Yes you are correct the receiver should be first on/last off if you have this issue.
Dont worry about it as this is very common particularly with large PA systems. The Bump sound is usually caused by the capacitors draining in the amplification section.


----------



## Syd26147 (Jul 4, 2008)

You got it flipped.
It's LastOn FirstOff ( LOFO ).
The final stage in an audio signal chain will take a signal approx. 1.5 volts and give it a final boost to a level to drive a speaker load ( approx 20 to 30X ).
The amp or receiver will amplify any voltage in the signal ( be it desired signal or undesired fast transient ).
Often a device ( in my case an active crossover ) will create these at start up and shut down.
If I power this on after the amp - POP, If I turn this off before amp power down - POP.
Most amplifiers have soft starts via relays to prevent it from being the source of a high voltage pop.
In the past I have linked some such events to the buildup/and collapse in the power supply circuits.
I'm sure you have hear audible pops and clicks come through sound systems as other electrical devices are turned on/off elsewhere on your home circuits.
By having the amp off at start up, no start up transients get through.
By turning it off 1st, no shut down transients get through 

Syd


----------



## ndurantz (Aug 10, 2008)

Syd26147 said:


> You got it flipped.
> It's LastOn FirstOff ( LOFO ).Syd


Glad you caught that! Makes total sense. I will get the sequence changes tonight and if not resolved, come back to see what else you all have in mind to try.

Thanks to everyone for their insight!


----------



## tonyvdb (Sep 5, 2007)

You will need to try different cycles. Given that the amp is the last peice of equipment in the chain before the speakers you may want to turn that off first. It really depends on where the "thump" is being generated.


----------



## JBL Fan (May 1, 2010)

What equip. do you have? Good quality amps and processors shouldn't thump or hiss or whatever...


----------



## ndurantz (Aug 10, 2008)

JBL Fan said:


> What equip. do you have? Good quality amps and processors shouldn't thump or hiss or whatever...

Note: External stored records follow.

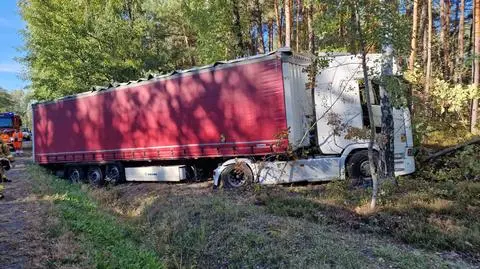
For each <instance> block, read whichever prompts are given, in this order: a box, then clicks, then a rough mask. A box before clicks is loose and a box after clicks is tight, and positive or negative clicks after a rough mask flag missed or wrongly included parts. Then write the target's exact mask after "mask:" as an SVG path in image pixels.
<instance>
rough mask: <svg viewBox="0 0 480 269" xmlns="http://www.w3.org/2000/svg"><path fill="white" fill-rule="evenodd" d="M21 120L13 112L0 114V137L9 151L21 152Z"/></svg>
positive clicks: (21, 148)
mask: <svg viewBox="0 0 480 269" xmlns="http://www.w3.org/2000/svg"><path fill="white" fill-rule="evenodd" d="M21 127H22V119H21V118H20V116H19V115H16V114H15V113H13V112H4V113H0V137H1V139H2V140H3V142H4V143H6V144H7V145H8V146H9V147H10V150H11V151H21V150H22V137H23V135H22V130H21Z"/></svg>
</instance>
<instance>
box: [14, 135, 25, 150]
mask: <svg viewBox="0 0 480 269" xmlns="http://www.w3.org/2000/svg"><path fill="white" fill-rule="evenodd" d="M22 141H23V133H22V132H21V131H18V132H15V133H14V134H13V148H14V149H15V153H17V154H22V153H23V150H22Z"/></svg>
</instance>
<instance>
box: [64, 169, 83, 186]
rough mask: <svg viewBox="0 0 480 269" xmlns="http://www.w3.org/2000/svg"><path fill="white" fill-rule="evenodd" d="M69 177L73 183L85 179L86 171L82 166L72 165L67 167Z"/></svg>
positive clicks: (70, 180)
mask: <svg viewBox="0 0 480 269" xmlns="http://www.w3.org/2000/svg"><path fill="white" fill-rule="evenodd" d="M67 179H68V180H69V181H70V182H72V183H82V182H83V181H85V171H84V170H83V168H82V167H80V166H72V167H69V168H68V169H67Z"/></svg>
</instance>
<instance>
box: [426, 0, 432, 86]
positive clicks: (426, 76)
mask: <svg viewBox="0 0 480 269" xmlns="http://www.w3.org/2000/svg"><path fill="white" fill-rule="evenodd" d="M427 3H428V4H427V5H428V12H427V13H428V39H427V68H426V69H427V71H426V75H425V93H424V94H425V95H428V94H429V91H430V77H431V76H432V20H433V19H432V1H430V0H427Z"/></svg>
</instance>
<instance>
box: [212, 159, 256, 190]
mask: <svg viewBox="0 0 480 269" xmlns="http://www.w3.org/2000/svg"><path fill="white" fill-rule="evenodd" d="M220 178H221V180H222V182H223V186H224V187H225V188H229V189H234V188H241V187H245V186H247V185H248V184H250V183H252V182H253V172H252V170H251V169H250V168H249V167H248V166H247V165H246V164H244V163H242V164H232V165H228V166H227V167H226V168H225V169H223V171H222V173H221V175H220Z"/></svg>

There really isn't a hiss, thump or pop. It is definitely a "power surge" type of sound. Is that type of sound referred to as a "thump" in audio circles? I think syd's explanation makes sense, but for WIW here is my set-up.

Source (for blu-ray & HD-DVD) - Samsung BD-UP5000 w/ digital coax out
Receiver - Onkyo HT-R550 (part of the Onkyo HT-SR800 HT system)
Speakers (5.1) - Orb Audio Mod 1's for all channels w/Super 8 sub (sub fed line out)


----------